The key for companies is that there is likely to be a lot of activity following the January deadline—whether it is enforcement-focused or a combination of investigation and enforcement—which should factor into risk-based business decisions regarding future data transfer.
Do you think there is a realistic chance that EU and U.S. officials will come up with a Safe Harbor 2.0?
There are reasons to be optimistic that Safe Harbor 2.0 is forthcoming. Unofficial sources involved in negotiations have indicated that agreement on much of the enhanced framework had already been reached prior to the ECJ’s decision. In addition, European Justice Commissioner Vẽra Jourová announced recently that there was agreement “in principle” between the EU and U.S. regarding components of a new Safe Harbor mechanism.
Challenges remain, however, as the sides seek to address the ECJ’s concerns regarding when U.S. public authorities may intervene, including for reasons of law enforcement and national security. Furthermore, even if an agreement is reached, the possibility remains that the adequacy of the revised mechanism could be challenged, leading to another round of litigation before the ECJ.
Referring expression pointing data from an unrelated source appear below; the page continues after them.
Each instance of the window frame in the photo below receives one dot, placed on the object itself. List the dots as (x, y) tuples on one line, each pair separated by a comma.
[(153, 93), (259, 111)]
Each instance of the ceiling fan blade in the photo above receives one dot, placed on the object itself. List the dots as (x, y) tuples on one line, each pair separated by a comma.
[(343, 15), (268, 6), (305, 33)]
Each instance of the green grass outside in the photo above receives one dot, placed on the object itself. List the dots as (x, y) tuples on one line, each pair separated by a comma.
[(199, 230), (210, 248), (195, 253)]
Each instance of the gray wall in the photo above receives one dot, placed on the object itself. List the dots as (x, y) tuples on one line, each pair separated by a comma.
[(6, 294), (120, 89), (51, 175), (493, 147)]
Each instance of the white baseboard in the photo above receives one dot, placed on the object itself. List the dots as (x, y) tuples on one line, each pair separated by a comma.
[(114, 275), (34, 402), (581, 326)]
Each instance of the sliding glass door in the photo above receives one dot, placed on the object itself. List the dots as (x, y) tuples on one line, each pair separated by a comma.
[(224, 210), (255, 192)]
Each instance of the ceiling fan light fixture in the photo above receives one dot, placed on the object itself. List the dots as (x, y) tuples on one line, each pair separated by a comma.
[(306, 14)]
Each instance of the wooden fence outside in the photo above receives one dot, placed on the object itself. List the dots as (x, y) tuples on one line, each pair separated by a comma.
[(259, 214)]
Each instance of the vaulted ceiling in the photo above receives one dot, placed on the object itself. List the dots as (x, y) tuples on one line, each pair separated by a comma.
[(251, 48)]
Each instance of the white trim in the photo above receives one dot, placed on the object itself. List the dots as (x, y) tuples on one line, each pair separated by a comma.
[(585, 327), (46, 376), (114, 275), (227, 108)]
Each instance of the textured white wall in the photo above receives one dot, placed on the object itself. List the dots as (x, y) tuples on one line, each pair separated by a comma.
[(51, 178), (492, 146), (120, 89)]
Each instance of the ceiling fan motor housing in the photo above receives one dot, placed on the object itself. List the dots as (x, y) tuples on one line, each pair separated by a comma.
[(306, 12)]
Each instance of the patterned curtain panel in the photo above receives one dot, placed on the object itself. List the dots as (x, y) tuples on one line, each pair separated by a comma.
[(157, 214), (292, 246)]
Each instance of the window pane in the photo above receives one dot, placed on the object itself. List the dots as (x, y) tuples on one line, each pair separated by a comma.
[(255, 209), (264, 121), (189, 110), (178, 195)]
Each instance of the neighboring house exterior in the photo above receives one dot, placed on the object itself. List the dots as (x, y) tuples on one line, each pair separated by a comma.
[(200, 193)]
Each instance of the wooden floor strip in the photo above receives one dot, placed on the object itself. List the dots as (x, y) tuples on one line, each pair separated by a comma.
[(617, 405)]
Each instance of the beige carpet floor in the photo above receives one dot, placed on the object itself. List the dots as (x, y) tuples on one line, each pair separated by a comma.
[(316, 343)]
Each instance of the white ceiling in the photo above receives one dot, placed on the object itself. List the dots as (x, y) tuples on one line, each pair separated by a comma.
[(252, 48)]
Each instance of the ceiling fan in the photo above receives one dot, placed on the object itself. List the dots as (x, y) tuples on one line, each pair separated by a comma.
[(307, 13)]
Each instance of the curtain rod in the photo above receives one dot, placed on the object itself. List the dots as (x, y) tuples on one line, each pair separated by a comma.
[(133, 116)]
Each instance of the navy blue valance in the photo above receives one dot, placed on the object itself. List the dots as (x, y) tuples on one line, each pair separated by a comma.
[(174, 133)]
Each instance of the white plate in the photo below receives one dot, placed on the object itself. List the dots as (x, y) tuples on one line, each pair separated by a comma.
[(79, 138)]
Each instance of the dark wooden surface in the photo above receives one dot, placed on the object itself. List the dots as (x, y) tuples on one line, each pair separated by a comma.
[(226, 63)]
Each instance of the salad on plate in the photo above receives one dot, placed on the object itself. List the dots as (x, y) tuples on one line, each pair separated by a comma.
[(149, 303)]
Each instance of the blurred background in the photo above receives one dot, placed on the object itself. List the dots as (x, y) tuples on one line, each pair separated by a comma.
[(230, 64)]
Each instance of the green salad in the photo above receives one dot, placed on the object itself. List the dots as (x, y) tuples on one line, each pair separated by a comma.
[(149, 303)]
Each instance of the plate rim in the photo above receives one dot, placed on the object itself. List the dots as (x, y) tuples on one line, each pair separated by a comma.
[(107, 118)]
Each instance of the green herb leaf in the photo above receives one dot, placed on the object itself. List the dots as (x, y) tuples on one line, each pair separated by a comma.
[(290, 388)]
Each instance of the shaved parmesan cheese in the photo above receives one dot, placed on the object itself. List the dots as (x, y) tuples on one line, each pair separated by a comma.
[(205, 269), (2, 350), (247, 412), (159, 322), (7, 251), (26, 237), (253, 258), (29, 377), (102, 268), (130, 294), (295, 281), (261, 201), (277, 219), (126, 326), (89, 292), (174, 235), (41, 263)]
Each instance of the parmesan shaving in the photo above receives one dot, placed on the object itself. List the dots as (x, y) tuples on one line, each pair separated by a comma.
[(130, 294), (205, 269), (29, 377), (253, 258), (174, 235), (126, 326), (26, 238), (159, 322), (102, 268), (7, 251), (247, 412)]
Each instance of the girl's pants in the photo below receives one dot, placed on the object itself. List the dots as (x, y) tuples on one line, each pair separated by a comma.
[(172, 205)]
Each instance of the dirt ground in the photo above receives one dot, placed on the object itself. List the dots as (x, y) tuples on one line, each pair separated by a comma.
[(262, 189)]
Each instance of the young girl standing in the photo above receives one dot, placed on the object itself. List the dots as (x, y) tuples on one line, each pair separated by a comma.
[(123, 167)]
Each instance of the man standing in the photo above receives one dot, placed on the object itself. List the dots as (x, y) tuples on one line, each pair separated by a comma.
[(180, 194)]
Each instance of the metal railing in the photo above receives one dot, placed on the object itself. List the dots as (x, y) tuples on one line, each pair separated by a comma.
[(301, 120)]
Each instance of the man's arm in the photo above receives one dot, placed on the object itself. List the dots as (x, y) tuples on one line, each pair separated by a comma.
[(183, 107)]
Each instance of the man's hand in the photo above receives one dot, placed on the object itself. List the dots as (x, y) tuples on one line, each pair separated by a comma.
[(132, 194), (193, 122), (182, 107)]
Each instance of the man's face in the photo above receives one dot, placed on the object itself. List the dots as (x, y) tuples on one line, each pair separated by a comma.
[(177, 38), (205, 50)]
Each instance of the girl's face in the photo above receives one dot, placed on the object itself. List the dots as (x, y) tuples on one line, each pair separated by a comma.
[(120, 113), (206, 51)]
In the interim, even companies that expect Safe Harbor 2.0 to soon emerge are selectively taking actions such as implementing model contracts, rerouting data flows and assessing primary vendors to manage the risk that the new framework will not be completed by the end of January.
Any creative solutions on the horizon?
Yes, we’ve seen some cloud database and other hosting companies hedging their bets by opening or expanding data centers in Europe. For example, Microsoft announced that it will offer its European customers the option of storing their cloud data in data centers in Germany.
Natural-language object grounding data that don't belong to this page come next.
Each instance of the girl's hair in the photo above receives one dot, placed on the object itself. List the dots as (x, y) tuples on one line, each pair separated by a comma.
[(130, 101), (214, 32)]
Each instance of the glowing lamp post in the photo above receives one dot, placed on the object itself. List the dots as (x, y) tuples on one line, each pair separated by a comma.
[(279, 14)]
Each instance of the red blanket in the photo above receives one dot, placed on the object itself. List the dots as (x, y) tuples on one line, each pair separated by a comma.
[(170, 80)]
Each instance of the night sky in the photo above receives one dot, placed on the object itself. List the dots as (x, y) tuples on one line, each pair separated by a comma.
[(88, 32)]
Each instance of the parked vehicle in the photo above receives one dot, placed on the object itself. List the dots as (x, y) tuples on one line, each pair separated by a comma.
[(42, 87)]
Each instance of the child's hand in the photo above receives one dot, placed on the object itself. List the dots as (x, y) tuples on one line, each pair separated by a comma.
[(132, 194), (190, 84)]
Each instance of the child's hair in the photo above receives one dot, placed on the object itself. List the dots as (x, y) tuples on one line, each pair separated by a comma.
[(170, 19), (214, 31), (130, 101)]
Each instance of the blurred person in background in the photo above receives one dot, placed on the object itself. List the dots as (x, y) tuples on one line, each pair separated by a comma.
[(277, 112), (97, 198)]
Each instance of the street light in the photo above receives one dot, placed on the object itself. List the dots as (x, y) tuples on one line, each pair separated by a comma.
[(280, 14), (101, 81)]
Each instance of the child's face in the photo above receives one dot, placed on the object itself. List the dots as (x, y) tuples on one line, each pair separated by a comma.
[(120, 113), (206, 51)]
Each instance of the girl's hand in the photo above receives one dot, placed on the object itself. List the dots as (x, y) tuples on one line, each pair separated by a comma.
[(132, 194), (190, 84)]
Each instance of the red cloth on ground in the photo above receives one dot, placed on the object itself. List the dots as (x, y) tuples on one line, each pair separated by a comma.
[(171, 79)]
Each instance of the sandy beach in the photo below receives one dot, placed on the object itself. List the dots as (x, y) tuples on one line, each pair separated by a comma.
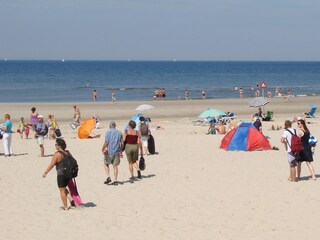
[(191, 189)]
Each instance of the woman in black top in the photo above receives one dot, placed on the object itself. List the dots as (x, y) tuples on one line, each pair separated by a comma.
[(306, 154), (61, 179)]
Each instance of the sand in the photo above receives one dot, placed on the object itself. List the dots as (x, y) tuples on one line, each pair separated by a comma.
[(191, 189)]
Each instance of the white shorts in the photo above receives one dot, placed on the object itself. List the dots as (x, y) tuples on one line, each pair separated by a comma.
[(40, 140), (144, 140)]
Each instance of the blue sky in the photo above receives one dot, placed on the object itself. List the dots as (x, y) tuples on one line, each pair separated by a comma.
[(160, 29)]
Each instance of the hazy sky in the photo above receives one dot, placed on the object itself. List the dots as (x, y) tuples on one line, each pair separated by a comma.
[(160, 29)]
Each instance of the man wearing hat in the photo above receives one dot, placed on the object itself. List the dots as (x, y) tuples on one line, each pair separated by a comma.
[(41, 130), (112, 151)]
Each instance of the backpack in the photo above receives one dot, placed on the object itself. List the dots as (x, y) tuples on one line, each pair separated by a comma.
[(296, 144), (45, 129), (69, 166), (144, 129), (142, 164)]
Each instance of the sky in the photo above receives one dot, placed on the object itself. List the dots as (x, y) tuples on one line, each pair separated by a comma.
[(281, 30)]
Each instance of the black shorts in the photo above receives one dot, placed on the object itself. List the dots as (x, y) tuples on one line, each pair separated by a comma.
[(62, 181)]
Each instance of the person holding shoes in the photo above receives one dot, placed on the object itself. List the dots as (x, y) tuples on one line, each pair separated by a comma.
[(112, 151)]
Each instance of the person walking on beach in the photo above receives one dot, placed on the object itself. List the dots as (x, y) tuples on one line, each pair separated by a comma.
[(306, 154), (21, 127), (76, 117), (7, 136), (112, 151), (186, 94), (144, 132), (94, 95), (41, 132), (113, 96), (203, 94), (132, 139), (62, 180), (33, 118), (286, 140)]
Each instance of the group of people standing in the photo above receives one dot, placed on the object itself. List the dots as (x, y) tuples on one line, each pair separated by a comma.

However, if this strategy is pursued widely, it could lead to the Balkanization of the Internet. This Balkanization would mean—instead of a single connected network—a divided internet, broken down by region or by country. This would only be accelerated by the proliferation of more country-based laws requiring citizens’ data or other types of data to remain within national borders. For example:
• Russia has already implemented such a data localization law, requiring companies to store and process all personal data of Russian citizens using databases stored in Russia.
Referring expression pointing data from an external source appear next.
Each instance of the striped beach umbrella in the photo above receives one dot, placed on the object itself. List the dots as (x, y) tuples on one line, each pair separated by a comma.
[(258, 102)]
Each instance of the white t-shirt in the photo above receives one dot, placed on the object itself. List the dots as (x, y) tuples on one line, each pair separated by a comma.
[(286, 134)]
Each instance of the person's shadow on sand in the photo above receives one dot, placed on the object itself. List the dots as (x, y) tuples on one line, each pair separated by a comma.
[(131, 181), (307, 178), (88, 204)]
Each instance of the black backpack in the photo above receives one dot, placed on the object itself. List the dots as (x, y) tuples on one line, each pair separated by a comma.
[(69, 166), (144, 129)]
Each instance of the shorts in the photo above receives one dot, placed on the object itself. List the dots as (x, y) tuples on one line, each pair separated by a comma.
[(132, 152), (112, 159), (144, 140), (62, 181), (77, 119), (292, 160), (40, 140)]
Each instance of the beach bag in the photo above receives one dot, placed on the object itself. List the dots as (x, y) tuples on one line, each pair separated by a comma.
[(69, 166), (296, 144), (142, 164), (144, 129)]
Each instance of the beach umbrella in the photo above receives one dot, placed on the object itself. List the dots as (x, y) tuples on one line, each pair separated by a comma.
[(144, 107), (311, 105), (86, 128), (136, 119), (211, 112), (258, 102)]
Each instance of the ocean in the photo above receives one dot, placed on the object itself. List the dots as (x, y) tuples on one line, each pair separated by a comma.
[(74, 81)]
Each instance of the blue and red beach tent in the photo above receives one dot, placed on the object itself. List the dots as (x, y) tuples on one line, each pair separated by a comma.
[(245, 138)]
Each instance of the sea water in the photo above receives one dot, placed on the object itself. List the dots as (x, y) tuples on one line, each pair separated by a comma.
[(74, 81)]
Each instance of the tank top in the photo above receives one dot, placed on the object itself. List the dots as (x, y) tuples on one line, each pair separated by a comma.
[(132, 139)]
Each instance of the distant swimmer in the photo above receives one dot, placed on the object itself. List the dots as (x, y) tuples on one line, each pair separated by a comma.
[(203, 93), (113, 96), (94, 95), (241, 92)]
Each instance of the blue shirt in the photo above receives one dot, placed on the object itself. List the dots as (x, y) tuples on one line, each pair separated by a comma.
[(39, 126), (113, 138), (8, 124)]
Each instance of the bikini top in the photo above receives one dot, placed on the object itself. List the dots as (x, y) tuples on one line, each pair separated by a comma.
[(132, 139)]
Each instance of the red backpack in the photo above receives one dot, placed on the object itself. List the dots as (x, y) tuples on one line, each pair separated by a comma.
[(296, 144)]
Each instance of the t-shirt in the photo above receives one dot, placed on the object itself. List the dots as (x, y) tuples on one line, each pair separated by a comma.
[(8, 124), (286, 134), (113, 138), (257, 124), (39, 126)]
• South Korean law has been interpreted, for example, to prohibit mapping data from being stored on servers outside South Korea, limiting the use of applications of GPS and location-based Web applications, such as Google Maps.
• In addition, Canadian provincial laws (in British Columbia and Nova Scotia) require personal information held by public bodies to be stored and accessed only in Canada unless one of a limited number of exceptions applies.
More localization laws may be the future following the Schrems decision if regulators and businesses are not careful. At risk here is the potential to lose the opportunity to manage data globally and fully realize the benefits that big data analytics and permission-based global databases can offer—including for health, entertainment and to generally improve our quality of life.
Koenig thanks Behn Dayanim, Ashley Winton and Mary-Elizabeth Hadley of Paul Hastings' Privacy & Cybersecurity Practice for their assistance in responding to Bloomberg BNA's questions.